On defending the poor, I say to the right hon. Member for Birkenhead that it is not in the interests of the poor to have a so-called “progressive” income-based tax system. Such a system is structurally biased against them because they do not have the same access as the wealthy do to accountants and lawyers, and so cannot be instructed by them in the complex methods of tax avoidance. The poor are also caught in the poverty and unemployment trap. Many scenarios and Treasury models can be used, but it is estimated that if we had a flat tax rate of 22% with a £15,000 tax-free allowance, about 10 million of the poorest taxpayers would see their entire income tax burden disappear.
I know that people will say that the wealthy must pay more, but every time the top tax rate has been significantly reduced anywhere in the world, the wealthy have increased the proportion of tax income that they contribute. Under Mrs Thatcher’s Government, the top tax rate declined from 83% in 1979 to 40% in 1990, but high-earning individuals paid 35% of the total in 1979 compared with 42% in 1990. So it makes sense to have a much flatter rate of taxation—it makes sense for the economy and for the poorest in society, and it makes sense in terms of re-creating a sense of enterprise in the nation.

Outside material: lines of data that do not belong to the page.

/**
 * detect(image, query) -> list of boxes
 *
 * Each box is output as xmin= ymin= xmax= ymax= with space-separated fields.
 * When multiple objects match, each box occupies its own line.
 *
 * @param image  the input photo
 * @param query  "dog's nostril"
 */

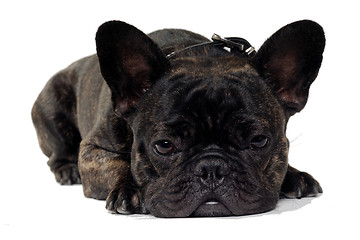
xmin=215 ymin=168 xmax=224 ymax=180
xmin=200 ymin=170 xmax=208 ymax=180
xmin=200 ymin=167 xmax=224 ymax=180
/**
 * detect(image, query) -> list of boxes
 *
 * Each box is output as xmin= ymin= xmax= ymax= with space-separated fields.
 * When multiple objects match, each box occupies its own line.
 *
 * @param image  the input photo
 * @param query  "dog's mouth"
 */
xmin=191 ymin=199 xmax=232 ymax=217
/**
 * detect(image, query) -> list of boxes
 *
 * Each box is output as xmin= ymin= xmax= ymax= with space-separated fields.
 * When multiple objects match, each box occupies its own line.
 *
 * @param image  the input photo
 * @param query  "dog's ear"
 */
xmin=253 ymin=20 xmax=325 ymax=117
xmin=96 ymin=21 xmax=170 ymax=116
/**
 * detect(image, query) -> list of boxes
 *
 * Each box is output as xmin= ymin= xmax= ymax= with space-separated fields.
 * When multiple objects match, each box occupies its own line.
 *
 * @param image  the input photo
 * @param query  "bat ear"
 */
xmin=96 ymin=21 xmax=170 ymax=116
xmin=253 ymin=20 xmax=325 ymax=117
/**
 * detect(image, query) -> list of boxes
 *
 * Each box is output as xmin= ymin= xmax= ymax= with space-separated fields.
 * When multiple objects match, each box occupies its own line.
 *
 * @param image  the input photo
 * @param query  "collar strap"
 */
xmin=166 ymin=33 xmax=256 ymax=59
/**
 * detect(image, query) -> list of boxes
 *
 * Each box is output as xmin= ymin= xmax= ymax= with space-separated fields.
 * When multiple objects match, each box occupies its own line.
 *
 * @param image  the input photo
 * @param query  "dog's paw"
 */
xmin=106 ymin=187 xmax=148 ymax=214
xmin=54 ymin=163 xmax=81 ymax=185
xmin=280 ymin=167 xmax=322 ymax=199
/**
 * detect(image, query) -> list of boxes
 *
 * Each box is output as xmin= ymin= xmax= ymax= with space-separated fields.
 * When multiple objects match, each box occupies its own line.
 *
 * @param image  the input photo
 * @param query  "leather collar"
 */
xmin=166 ymin=33 xmax=256 ymax=59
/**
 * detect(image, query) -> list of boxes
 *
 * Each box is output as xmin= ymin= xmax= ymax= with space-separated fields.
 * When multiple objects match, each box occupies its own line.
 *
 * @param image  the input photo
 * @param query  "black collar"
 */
xmin=166 ymin=33 xmax=256 ymax=59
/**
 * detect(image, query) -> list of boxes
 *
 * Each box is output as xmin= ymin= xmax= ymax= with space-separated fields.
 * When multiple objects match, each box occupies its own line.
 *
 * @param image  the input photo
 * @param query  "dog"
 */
xmin=32 ymin=20 xmax=325 ymax=217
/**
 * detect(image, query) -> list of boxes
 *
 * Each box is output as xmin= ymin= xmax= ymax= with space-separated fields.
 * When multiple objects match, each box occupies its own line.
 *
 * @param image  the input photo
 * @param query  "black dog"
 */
xmin=32 ymin=20 xmax=325 ymax=217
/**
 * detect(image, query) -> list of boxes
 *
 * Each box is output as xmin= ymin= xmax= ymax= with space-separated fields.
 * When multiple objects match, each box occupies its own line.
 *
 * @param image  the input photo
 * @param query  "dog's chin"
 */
xmin=191 ymin=200 xmax=232 ymax=217
xmin=189 ymin=194 xmax=279 ymax=217
xmin=147 ymin=195 xmax=278 ymax=217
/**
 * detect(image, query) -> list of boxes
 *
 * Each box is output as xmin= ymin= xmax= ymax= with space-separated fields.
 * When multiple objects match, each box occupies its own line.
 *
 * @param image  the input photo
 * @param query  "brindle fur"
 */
xmin=32 ymin=20 xmax=324 ymax=217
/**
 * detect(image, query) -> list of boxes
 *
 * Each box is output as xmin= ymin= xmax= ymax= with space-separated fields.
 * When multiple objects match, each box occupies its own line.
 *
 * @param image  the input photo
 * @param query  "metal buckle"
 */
xmin=245 ymin=46 xmax=256 ymax=55
xmin=212 ymin=33 xmax=255 ymax=56
xmin=212 ymin=33 xmax=245 ymax=51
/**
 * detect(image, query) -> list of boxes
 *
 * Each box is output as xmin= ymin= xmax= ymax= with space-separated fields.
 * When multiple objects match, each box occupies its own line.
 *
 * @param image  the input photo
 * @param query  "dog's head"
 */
xmin=96 ymin=20 xmax=325 ymax=217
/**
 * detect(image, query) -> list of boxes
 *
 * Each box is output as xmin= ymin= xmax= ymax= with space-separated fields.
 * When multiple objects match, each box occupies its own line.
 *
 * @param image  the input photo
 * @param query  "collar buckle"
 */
xmin=212 ymin=33 xmax=256 ymax=56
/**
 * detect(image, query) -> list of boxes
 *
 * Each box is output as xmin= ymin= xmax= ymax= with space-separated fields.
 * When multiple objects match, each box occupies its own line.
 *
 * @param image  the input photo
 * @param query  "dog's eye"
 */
xmin=154 ymin=140 xmax=176 ymax=155
xmin=249 ymin=135 xmax=269 ymax=150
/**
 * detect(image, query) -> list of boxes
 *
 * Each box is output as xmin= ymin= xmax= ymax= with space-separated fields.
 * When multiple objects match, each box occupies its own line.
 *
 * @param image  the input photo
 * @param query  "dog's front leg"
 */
xmin=78 ymin=140 xmax=147 ymax=214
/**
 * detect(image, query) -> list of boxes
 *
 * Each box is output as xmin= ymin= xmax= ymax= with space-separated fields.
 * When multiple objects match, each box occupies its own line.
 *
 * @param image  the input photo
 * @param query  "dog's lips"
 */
xmin=191 ymin=199 xmax=232 ymax=217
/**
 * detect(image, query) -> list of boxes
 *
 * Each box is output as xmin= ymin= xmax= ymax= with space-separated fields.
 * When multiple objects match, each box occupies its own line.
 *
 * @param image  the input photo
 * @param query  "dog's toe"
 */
xmin=54 ymin=163 xmax=81 ymax=185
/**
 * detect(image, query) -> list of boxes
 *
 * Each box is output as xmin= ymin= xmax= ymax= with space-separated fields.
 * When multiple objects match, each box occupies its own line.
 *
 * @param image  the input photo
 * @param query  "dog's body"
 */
xmin=32 ymin=20 xmax=325 ymax=217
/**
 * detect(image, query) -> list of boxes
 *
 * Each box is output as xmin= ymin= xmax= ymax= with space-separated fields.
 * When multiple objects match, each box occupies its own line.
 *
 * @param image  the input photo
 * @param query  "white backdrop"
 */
xmin=1 ymin=0 xmax=359 ymax=239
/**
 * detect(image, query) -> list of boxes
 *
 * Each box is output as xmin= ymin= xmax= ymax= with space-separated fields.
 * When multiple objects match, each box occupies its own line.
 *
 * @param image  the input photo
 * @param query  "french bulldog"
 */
xmin=32 ymin=19 xmax=325 ymax=217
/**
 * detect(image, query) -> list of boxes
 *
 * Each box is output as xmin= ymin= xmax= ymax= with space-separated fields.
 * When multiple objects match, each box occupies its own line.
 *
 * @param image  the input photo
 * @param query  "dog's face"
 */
xmin=129 ymin=58 xmax=289 ymax=217
xmin=96 ymin=20 xmax=325 ymax=217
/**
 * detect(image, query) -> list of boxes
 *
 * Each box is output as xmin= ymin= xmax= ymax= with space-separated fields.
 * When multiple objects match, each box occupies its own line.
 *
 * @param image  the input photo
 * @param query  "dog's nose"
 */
xmin=193 ymin=158 xmax=230 ymax=189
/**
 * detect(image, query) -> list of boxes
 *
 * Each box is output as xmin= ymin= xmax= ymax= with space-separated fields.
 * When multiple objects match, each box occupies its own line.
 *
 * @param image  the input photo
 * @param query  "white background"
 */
xmin=1 ymin=0 xmax=359 ymax=239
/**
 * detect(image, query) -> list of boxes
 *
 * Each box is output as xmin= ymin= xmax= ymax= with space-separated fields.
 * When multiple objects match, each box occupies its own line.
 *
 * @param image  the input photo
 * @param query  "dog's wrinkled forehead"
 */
xmin=140 ymin=56 xmax=283 ymax=130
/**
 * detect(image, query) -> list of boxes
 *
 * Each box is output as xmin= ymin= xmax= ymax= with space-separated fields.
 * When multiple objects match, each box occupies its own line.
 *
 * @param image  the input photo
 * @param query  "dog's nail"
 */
xmin=296 ymin=187 xmax=302 ymax=199
xmin=116 ymin=200 xmax=131 ymax=214
xmin=106 ymin=201 xmax=117 ymax=213
xmin=313 ymin=184 xmax=323 ymax=195
xmin=318 ymin=185 xmax=323 ymax=194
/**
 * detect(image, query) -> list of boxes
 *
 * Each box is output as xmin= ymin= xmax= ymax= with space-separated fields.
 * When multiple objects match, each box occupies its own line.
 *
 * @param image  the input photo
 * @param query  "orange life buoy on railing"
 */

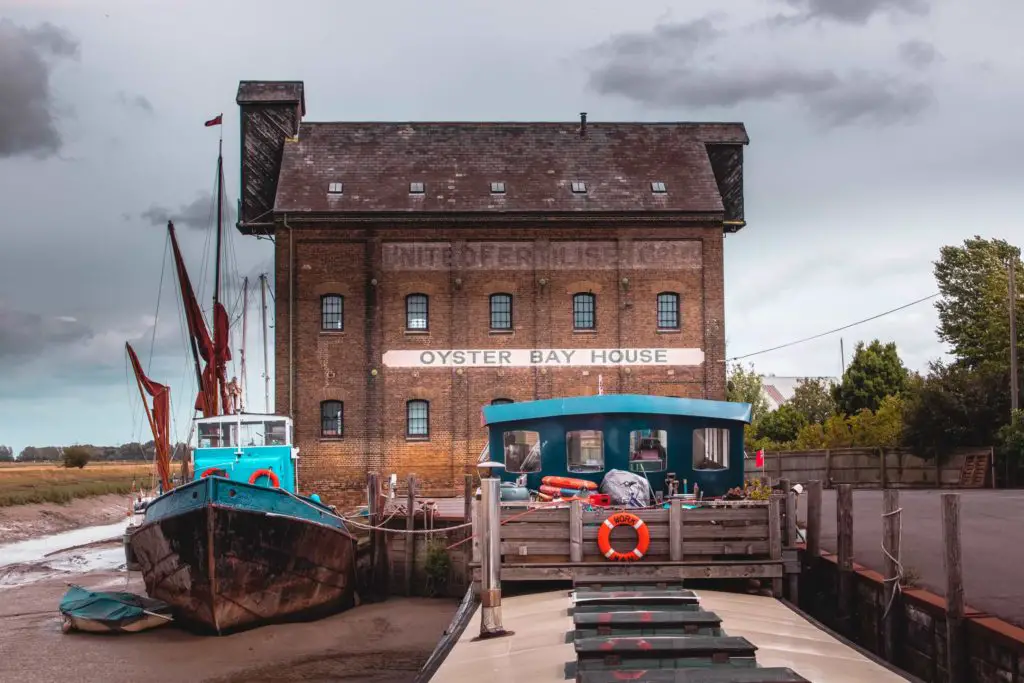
xmin=597 ymin=511 xmax=650 ymax=562
xmin=248 ymin=468 xmax=280 ymax=488
xmin=201 ymin=467 xmax=228 ymax=478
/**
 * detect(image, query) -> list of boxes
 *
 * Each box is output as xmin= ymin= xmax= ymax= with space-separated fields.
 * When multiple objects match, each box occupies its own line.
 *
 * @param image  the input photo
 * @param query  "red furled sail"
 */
xmin=126 ymin=342 xmax=172 ymax=492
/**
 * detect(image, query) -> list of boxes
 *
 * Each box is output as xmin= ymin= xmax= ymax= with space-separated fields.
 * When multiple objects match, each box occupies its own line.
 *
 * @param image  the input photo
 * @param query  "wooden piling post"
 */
xmin=836 ymin=484 xmax=854 ymax=634
xmin=367 ymin=472 xmax=378 ymax=578
xmin=405 ymin=474 xmax=416 ymax=596
xmin=669 ymin=498 xmax=683 ymax=562
xmin=786 ymin=488 xmax=799 ymax=605
xmin=882 ymin=489 xmax=901 ymax=663
xmin=463 ymin=473 xmax=473 ymax=584
xmin=768 ymin=495 xmax=783 ymax=598
xmin=778 ymin=478 xmax=791 ymax=545
xmin=942 ymin=493 xmax=966 ymax=683
xmin=806 ymin=480 xmax=822 ymax=562
xmin=569 ymin=499 xmax=583 ymax=563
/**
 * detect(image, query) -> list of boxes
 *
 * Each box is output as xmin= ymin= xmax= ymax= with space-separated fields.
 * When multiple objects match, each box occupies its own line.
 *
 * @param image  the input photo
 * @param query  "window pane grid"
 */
xmin=320 ymin=401 xmax=343 ymax=437
xmin=406 ymin=294 xmax=428 ymax=330
xmin=407 ymin=400 xmax=429 ymax=437
xmin=657 ymin=292 xmax=679 ymax=329
xmin=321 ymin=295 xmax=344 ymax=330
xmin=573 ymin=293 xmax=595 ymax=329
xmin=490 ymin=293 xmax=512 ymax=329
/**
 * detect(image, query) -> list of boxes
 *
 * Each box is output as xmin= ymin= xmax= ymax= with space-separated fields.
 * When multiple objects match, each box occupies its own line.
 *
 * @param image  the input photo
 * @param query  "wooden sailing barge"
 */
xmin=125 ymin=123 xmax=357 ymax=635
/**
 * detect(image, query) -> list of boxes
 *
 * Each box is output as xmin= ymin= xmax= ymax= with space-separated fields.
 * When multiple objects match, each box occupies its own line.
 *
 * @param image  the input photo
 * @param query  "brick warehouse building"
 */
xmin=234 ymin=80 xmax=749 ymax=503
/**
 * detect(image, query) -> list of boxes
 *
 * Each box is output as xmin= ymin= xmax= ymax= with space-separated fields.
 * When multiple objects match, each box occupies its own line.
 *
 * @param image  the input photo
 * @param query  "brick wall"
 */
xmin=275 ymin=222 xmax=728 ymax=504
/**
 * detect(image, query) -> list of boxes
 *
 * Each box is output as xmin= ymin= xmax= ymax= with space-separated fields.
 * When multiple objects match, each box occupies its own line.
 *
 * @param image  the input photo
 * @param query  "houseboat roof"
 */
xmin=481 ymin=394 xmax=752 ymax=427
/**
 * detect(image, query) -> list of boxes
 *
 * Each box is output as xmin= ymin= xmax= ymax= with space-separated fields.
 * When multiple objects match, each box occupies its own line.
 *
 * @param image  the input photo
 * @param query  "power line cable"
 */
xmin=727 ymin=292 xmax=940 ymax=362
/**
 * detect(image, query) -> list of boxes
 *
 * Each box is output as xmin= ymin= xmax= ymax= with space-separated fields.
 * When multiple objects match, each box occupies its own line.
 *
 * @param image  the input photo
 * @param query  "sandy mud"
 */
xmin=0 ymin=493 xmax=131 ymax=544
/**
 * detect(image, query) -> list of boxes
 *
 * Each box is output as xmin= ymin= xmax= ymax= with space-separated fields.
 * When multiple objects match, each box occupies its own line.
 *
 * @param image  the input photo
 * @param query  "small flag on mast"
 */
xmin=204 ymin=114 xmax=223 ymax=127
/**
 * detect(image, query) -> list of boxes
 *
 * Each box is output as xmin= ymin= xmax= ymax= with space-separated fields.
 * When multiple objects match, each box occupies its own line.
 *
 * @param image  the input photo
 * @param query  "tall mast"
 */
xmin=213 ymin=138 xmax=224 ymax=317
xmin=260 ymin=273 xmax=271 ymax=413
xmin=240 ymin=276 xmax=248 ymax=413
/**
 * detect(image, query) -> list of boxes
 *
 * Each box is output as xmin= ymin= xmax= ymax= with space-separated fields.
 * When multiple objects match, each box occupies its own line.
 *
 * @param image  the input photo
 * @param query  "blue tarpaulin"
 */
xmin=59 ymin=584 xmax=172 ymax=633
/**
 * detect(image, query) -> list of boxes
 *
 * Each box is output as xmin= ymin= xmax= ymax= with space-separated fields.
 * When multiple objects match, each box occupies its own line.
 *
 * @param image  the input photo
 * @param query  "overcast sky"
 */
xmin=1 ymin=0 xmax=1022 ymax=454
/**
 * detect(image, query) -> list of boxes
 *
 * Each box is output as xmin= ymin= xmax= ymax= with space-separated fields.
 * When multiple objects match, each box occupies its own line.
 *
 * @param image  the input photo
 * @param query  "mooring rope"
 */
xmin=880 ymin=505 xmax=905 ymax=619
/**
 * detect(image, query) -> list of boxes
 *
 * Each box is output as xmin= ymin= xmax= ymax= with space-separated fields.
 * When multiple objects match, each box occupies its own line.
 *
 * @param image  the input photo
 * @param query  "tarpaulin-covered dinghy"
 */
xmin=59 ymin=584 xmax=173 ymax=634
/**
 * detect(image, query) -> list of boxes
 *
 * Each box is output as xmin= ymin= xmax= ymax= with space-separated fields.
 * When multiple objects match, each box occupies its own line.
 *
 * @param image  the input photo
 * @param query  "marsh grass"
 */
xmin=0 ymin=462 xmax=151 ymax=507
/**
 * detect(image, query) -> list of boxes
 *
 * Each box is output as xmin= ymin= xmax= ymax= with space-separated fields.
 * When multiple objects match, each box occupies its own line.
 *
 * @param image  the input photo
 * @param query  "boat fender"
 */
xmin=201 ymin=468 xmax=228 ymax=478
xmin=597 ymin=512 xmax=650 ymax=562
xmin=249 ymin=468 xmax=281 ymax=488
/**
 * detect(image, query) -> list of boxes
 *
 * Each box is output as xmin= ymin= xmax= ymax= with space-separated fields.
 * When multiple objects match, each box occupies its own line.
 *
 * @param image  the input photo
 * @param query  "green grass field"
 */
xmin=0 ymin=462 xmax=155 ymax=507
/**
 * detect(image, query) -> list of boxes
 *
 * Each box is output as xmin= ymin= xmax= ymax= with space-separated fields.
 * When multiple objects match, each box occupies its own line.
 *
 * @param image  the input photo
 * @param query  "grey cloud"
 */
xmin=588 ymin=17 xmax=934 ymax=128
xmin=141 ymin=192 xmax=236 ymax=230
xmin=116 ymin=91 xmax=154 ymax=114
xmin=898 ymin=40 xmax=941 ymax=70
xmin=0 ymin=19 xmax=79 ymax=159
xmin=0 ymin=304 xmax=93 ymax=361
xmin=776 ymin=0 xmax=930 ymax=24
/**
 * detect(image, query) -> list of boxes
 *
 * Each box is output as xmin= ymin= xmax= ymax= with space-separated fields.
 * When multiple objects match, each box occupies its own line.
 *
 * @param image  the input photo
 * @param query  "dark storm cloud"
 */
xmin=141 ymin=192 xmax=236 ymax=230
xmin=0 ymin=304 xmax=93 ymax=361
xmin=587 ymin=16 xmax=934 ymax=128
xmin=115 ymin=91 xmax=155 ymax=114
xmin=0 ymin=19 xmax=79 ymax=159
xmin=898 ymin=39 xmax=941 ymax=70
xmin=776 ymin=0 xmax=931 ymax=24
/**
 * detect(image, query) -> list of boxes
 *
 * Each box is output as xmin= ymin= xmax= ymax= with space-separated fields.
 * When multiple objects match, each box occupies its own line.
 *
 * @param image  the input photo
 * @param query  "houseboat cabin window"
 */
xmin=265 ymin=420 xmax=288 ymax=445
xmin=198 ymin=420 xmax=290 ymax=448
xmin=198 ymin=422 xmax=234 ymax=448
xmin=502 ymin=430 xmax=540 ymax=473
xmin=629 ymin=429 xmax=667 ymax=473
xmin=693 ymin=427 xmax=729 ymax=470
xmin=567 ymin=429 xmax=604 ymax=473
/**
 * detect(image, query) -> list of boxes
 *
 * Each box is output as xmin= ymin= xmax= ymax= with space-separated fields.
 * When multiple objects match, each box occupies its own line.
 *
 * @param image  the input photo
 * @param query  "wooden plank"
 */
xmin=682 ymin=507 xmax=768 ymax=522
xmin=581 ymin=525 xmax=670 ymax=541
xmin=570 ymin=499 xmax=583 ymax=563
xmin=768 ymin=495 xmax=782 ymax=598
xmin=470 ymin=496 xmax=481 ymax=565
xmin=583 ymin=508 xmax=669 ymax=523
xmin=943 ymin=493 xmax=966 ymax=683
xmin=669 ymin=498 xmax=683 ymax=561
xmin=837 ymin=483 xmax=854 ymax=634
xmin=501 ymin=507 xmax=568 ymax=522
xmin=681 ymin=541 xmax=770 ymax=555
xmin=500 ymin=540 xmax=571 ymax=556
xmin=784 ymin=488 xmax=799 ymax=604
xmin=477 ymin=562 xmax=785 ymax=582
xmin=501 ymin=522 xmax=572 ymax=539
xmin=806 ymin=480 xmax=822 ymax=560
xmin=882 ymin=488 xmax=900 ymax=662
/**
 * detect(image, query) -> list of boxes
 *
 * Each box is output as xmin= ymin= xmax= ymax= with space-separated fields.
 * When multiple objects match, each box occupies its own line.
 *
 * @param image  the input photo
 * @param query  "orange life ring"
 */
xmin=597 ymin=512 xmax=650 ymax=562
xmin=201 ymin=467 xmax=227 ymax=478
xmin=248 ymin=468 xmax=280 ymax=488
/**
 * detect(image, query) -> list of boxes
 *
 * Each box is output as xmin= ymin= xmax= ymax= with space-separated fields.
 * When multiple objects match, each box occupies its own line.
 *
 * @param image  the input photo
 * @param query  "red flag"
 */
xmin=204 ymin=114 xmax=222 ymax=127
xmin=755 ymin=449 xmax=765 ymax=469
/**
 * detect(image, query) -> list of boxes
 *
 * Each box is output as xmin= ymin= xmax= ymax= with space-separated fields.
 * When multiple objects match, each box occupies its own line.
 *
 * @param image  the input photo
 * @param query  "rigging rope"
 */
xmin=880 ymin=505 xmax=905 ymax=619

Once we dramatically simplify the tax system and get rid of all those loopholes and deductions, we will be able to explain the whole Budget process so much more easily to Parliament. At the moment, the Budget process is largely incomprehensible. I have been involved in the “Clear line of sight” project, and we want to simplify the whole process so that we know, line by line, what we are spending on behalf of taxpayers and how we are trying to get the nation moving forward again. I urge the Chancellor to be vigorous and brave in this debate.